The oracle is a reference solution. Its job is to prove the task is reachable: when run under the same environment, it must score a passing reward (1.0 for binary checks). Reviewers re-run the oracle as part of acceptance, and CI re-runs it on every change to the environment image.

oracle/solve.sh
#!/bin/bash
# oracle/solve.sh — reference solution. Runs in the same container the
# agent uses. Must achieve a passing score so reviewers can confirm the
# task is solvable; CI re-runs it on every image bump.
set -e
WORKSPACE="${BENCHFLOW_WORKSPACE:-/root}"
mkdir -p "$WORKSPACE"

cat > "$WORKSPACE/answer.json" << 'JSON'
{
  "result": 42
}
JSON

Keep the oracle as simple as the task allows — it is documentation as much as a regression check. A long, clever oracle usually means the task is doing too much.

Validate locally

Use the bench CLI from the benchflow repo to validate before opening a PR. Two levels matter for authors:

shell
# 1. Schema-only — fast, no Docker required
bench tasks check ./tasks/your-task-name --level schema

# 2. Publication-grade — builds the image, runs the oracle, scores it
bench tasks check ./tasks/your-task-name --level publication-grade

Schema mode catches frontmatter typos, missing required fields, and unknown headings. Publication-grade additionally verifies the full submission contract — including that verifier/rubrics/ contains at least one rubric file. CI runs schema on every PR and publication-grade on PRs that touch tasks/; running the same command locally first cuts the review loop.

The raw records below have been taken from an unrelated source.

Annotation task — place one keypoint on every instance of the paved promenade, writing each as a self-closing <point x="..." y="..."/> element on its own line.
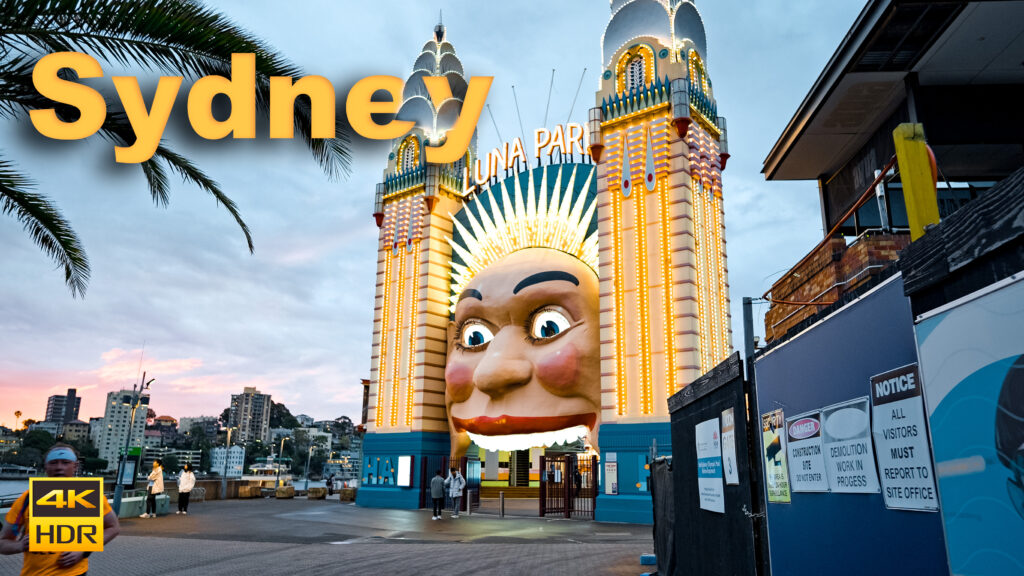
<point x="330" y="537"/>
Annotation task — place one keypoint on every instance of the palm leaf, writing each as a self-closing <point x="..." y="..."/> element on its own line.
<point x="46" y="227"/>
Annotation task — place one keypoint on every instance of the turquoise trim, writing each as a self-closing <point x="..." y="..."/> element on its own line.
<point x="378" y="448"/>
<point x="631" y="443"/>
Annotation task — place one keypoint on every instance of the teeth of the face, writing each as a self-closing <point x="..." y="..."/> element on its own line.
<point x="524" y="441"/>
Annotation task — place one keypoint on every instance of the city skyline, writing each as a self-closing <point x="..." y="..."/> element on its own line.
<point x="295" y="319"/>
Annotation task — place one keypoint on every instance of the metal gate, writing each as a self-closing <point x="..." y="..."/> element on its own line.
<point x="568" y="486"/>
<point x="709" y="542"/>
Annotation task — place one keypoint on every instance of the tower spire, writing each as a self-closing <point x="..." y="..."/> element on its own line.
<point x="439" y="29"/>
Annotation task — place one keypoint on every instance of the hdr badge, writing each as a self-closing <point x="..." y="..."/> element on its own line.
<point x="67" y="515"/>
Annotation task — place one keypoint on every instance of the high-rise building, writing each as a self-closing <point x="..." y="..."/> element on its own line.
<point x="210" y="425"/>
<point x="117" y="425"/>
<point x="62" y="408"/>
<point x="250" y="413"/>
<point x="236" y="460"/>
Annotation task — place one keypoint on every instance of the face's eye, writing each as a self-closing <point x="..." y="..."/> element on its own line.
<point x="549" y="324"/>
<point x="475" y="334"/>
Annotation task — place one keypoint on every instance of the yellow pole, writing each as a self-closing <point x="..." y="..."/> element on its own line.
<point x="915" y="173"/>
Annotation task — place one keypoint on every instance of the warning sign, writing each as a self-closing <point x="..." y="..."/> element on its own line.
<point x="710" y="466"/>
<point x="773" y="440"/>
<point x="847" y="443"/>
<point x="806" y="456"/>
<point x="901" y="441"/>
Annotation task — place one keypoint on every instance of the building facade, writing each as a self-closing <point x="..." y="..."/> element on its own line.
<point x="250" y="413"/>
<point x="236" y="460"/>
<point x="636" y="224"/>
<point x="118" y="424"/>
<point x="62" y="408"/>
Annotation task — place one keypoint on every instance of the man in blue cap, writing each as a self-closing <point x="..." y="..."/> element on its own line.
<point x="59" y="461"/>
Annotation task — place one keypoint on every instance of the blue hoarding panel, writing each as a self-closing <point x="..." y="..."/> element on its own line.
<point x="828" y="363"/>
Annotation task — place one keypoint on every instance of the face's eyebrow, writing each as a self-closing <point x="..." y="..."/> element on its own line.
<point x="545" y="277"/>
<point x="471" y="293"/>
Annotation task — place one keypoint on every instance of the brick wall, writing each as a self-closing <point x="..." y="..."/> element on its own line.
<point x="832" y="271"/>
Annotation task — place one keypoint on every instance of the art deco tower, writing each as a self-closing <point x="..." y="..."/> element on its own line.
<point x="413" y="207"/>
<point x="660" y="148"/>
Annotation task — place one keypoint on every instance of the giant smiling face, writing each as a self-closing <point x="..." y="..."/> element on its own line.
<point x="524" y="355"/>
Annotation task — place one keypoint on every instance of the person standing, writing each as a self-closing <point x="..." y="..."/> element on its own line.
<point x="59" y="461"/>
<point x="437" y="493"/>
<point x="156" y="487"/>
<point x="455" y="483"/>
<point x="186" y="481"/>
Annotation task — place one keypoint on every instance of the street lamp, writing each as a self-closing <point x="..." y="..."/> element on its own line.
<point x="136" y="398"/>
<point x="281" y="456"/>
<point x="309" y="455"/>
<point x="227" y="451"/>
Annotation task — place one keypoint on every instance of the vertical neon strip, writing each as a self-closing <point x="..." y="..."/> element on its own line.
<point x="414" y="300"/>
<point x="381" y="361"/>
<point x="615" y="196"/>
<point x="643" y="304"/>
<point x="397" y="340"/>
<point x="669" y="312"/>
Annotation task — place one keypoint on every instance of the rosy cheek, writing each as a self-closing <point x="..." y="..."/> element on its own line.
<point x="459" y="378"/>
<point x="559" y="369"/>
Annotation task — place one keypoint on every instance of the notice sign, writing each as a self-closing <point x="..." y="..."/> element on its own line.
<point x="803" y="435"/>
<point x="901" y="441"/>
<point x="710" y="466"/>
<point x="772" y="438"/>
<point x="847" y="443"/>
<point x="67" y="515"/>
<point x="729" y="447"/>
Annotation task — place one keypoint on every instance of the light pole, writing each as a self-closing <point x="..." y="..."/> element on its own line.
<point x="136" y="398"/>
<point x="309" y="455"/>
<point x="227" y="451"/>
<point x="281" y="455"/>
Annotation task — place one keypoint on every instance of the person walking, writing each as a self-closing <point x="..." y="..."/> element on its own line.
<point x="156" y="487"/>
<point x="186" y="481"/>
<point x="455" y="483"/>
<point x="437" y="493"/>
<point x="59" y="461"/>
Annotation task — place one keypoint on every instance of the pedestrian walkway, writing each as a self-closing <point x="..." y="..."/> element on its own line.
<point x="327" y="536"/>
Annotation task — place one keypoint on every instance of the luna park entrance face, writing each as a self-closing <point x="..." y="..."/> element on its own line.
<point x="568" y="485"/>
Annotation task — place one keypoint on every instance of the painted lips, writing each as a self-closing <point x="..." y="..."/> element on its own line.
<point x="487" y="425"/>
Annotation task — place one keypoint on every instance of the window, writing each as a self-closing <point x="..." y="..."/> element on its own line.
<point x="634" y="74"/>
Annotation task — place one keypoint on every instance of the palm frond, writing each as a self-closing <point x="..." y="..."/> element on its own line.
<point x="174" y="36"/>
<point x="46" y="227"/>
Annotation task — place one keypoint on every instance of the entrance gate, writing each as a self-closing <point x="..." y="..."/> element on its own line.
<point x="568" y="486"/>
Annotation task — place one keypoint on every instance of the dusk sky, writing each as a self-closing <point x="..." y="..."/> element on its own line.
<point x="295" y="319"/>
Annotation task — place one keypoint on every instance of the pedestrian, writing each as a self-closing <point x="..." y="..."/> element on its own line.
<point x="437" y="493"/>
<point x="186" y="481"/>
<point x="59" y="461"/>
<point x="155" y="487"/>
<point x="455" y="483"/>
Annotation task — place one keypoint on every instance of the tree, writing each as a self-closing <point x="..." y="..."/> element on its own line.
<point x="176" y="37"/>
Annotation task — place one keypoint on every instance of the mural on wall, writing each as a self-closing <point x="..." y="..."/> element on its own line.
<point x="972" y="359"/>
<point x="523" y="354"/>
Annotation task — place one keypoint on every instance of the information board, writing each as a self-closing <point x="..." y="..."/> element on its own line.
<point x="847" y="443"/>
<point x="901" y="441"/>
<point x="806" y="455"/>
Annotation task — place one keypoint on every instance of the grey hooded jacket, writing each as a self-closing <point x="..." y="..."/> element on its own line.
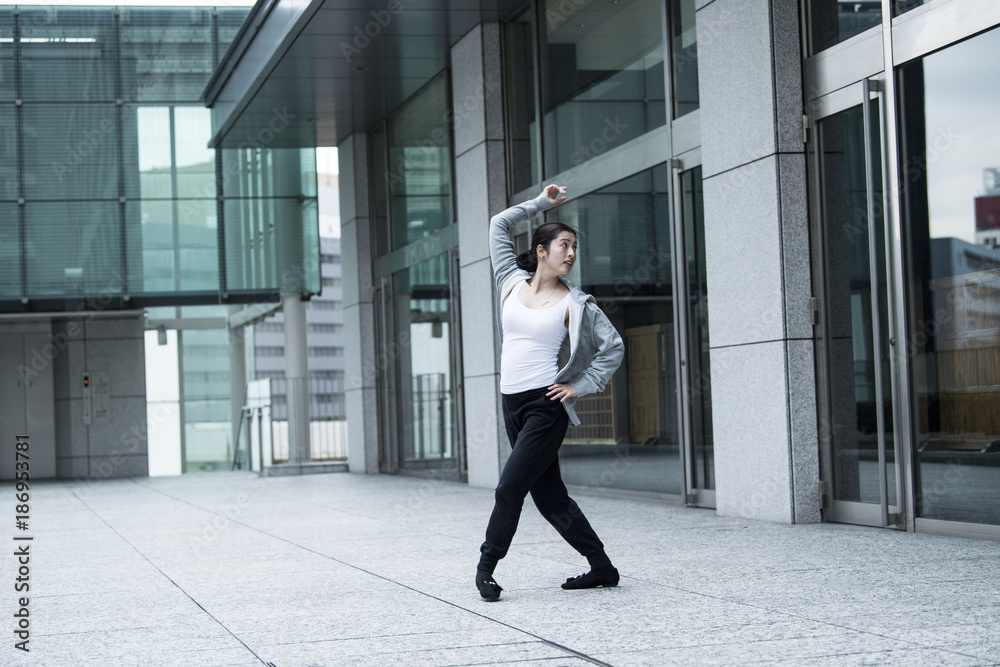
<point x="593" y="349"/>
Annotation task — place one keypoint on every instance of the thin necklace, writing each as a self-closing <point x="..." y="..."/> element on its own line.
<point x="542" y="304"/>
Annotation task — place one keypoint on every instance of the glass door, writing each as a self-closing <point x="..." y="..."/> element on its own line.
<point x="854" y="332"/>
<point x="691" y="314"/>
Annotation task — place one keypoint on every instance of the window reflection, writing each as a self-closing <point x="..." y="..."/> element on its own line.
<point x="951" y="155"/>
<point x="423" y="347"/>
<point x="602" y="77"/>
<point x="419" y="174"/>
<point x="833" y="21"/>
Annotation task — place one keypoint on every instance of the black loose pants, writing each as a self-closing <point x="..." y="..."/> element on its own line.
<point x="536" y="427"/>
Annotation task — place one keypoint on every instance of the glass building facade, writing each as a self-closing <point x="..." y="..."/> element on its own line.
<point x="788" y="210"/>
<point x="109" y="189"/>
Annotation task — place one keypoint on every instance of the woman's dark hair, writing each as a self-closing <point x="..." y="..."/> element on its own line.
<point x="543" y="236"/>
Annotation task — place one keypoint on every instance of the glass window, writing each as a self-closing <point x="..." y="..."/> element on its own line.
<point x="9" y="186"/>
<point x="629" y="436"/>
<point x="260" y="253"/>
<point x="10" y="251"/>
<point x="424" y="349"/>
<point x="70" y="151"/>
<point x="602" y="77"/>
<point x="419" y="175"/>
<point x="951" y="158"/>
<point x="855" y="326"/>
<point x="73" y="248"/>
<point x="833" y="21"/>
<point x="684" y="48"/>
<point x="522" y="122"/>
<point x="8" y="84"/>
<point x="166" y="55"/>
<point x="68" y="54"/>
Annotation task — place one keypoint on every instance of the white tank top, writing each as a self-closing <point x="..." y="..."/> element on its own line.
<point x="532" y="337"/>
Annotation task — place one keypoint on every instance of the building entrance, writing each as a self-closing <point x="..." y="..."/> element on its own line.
<point x="854" y="332"/>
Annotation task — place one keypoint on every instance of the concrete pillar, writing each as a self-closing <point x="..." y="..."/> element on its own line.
<point x="359" y="330"/>
<point x="757" y="259"/>
<point x="480" y="184"/>
<point x="297" y="374"/>
<point x="237" y="377"/>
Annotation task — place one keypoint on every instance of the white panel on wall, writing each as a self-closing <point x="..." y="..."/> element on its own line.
<point x="163" y="415"/>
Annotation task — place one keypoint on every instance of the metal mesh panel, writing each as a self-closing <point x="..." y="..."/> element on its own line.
<point x="166" y="54"/>
<point x="70" y="151"/>
<point x="10" y="250"/>
<point x="73" y="248"/>
<point x="8" y="152"/>
<point x="7" y="81"/>
<point x="68" y="54"/>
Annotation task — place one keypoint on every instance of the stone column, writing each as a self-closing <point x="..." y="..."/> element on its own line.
<point x="359" y="331"/>
<point x="480" y="184"/>
<point x="237" y="376"/>
<point x="757" y="257"/>
<point x="297" y="375"/>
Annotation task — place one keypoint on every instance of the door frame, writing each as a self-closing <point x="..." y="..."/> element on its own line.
<point x="900" y="515"/>
<point x="694" y="495"/>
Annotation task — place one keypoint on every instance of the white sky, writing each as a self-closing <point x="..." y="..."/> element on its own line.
<point x="962" y="85"/>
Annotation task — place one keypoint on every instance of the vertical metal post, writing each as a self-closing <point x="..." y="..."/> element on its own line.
<point x="680" y="299"/>
<point x="19" y="131"/>
<point x="119" y="113"/>
<point x="867" y="87"/>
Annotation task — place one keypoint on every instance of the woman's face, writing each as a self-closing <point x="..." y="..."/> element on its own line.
<point x="561" y="254"/>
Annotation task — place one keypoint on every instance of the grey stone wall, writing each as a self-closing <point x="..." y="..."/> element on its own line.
<point x="757" y="257"/>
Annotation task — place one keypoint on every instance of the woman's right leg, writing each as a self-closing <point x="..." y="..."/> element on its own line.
<point x="553" y="502"/>
<point x="536" y="427"/>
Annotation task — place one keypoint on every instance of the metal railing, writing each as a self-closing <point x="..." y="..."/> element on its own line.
<point x="263" y="432"/>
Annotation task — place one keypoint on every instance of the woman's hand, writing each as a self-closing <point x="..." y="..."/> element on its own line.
<point x="555" y="193"/>
<point x="561" y="392"/>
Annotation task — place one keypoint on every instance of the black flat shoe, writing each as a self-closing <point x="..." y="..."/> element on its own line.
<point x="487" y="585"/>
<point x="606" y="576"/>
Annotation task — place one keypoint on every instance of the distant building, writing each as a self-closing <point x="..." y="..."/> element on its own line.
<point x="988" y="210"/>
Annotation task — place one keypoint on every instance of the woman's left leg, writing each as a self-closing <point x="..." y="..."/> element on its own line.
<point x="553" y="501"/>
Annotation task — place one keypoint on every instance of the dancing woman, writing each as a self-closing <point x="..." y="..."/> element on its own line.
<point x="542" y="314"/>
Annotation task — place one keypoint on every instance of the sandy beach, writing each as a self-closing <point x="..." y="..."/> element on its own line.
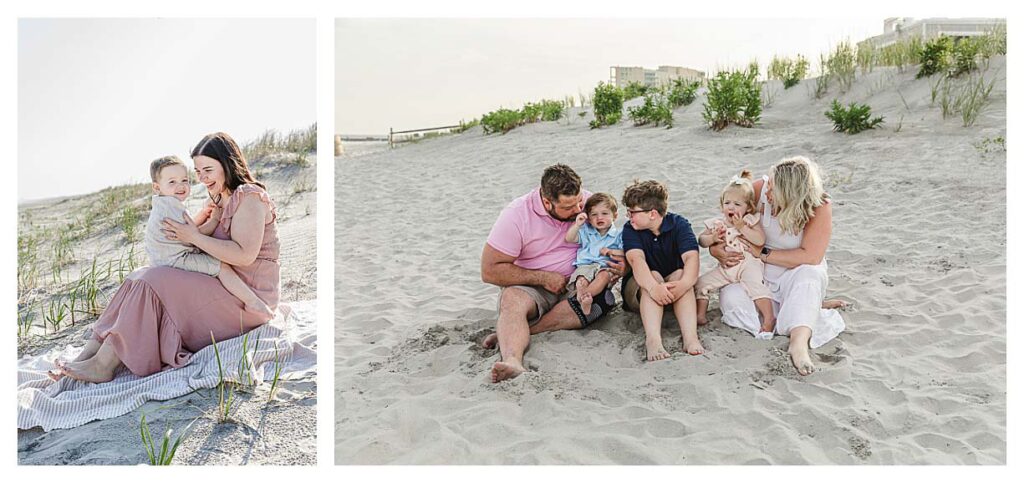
<point x="919" y="248"/>
<point x="262" y="432"/>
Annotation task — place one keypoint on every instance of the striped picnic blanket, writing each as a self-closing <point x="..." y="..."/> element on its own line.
<point x="69" y="403"/>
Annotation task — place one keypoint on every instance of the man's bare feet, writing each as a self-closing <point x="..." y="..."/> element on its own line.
<point x="802" y="360"/>
<point x="503" y="370"/>
<point x="88" y="370"/>
<point x="692" y="347"/>
<point x="835" y="304"/>
<point x="491" y="341"/>
<point x="586" y="302"/>
<point x="655" y="351"/>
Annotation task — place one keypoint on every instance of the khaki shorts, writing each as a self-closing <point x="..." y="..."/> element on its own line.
<point x="587" y="271"/>
<point x="542" y="298"/>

Install the CLI once and forget about it:

shell
# Recommended: uv tool install (isolated, fast)
uv tool install benchflow

# Or with pip
pip install benchflow

Submit

Open a pull request against the posttrainarena repo with your task directory under tasks/. Include the local publication-grade output in the PR description so reviewers know it built and passed against your machine. Discussion happens on Discord and in the PR thread.

Accepted tasks are released openly. We post-train a Qwen3-8B model across the accepted pool and score it on the private IndexBench suite. Standings will be published once Phase 1 begins.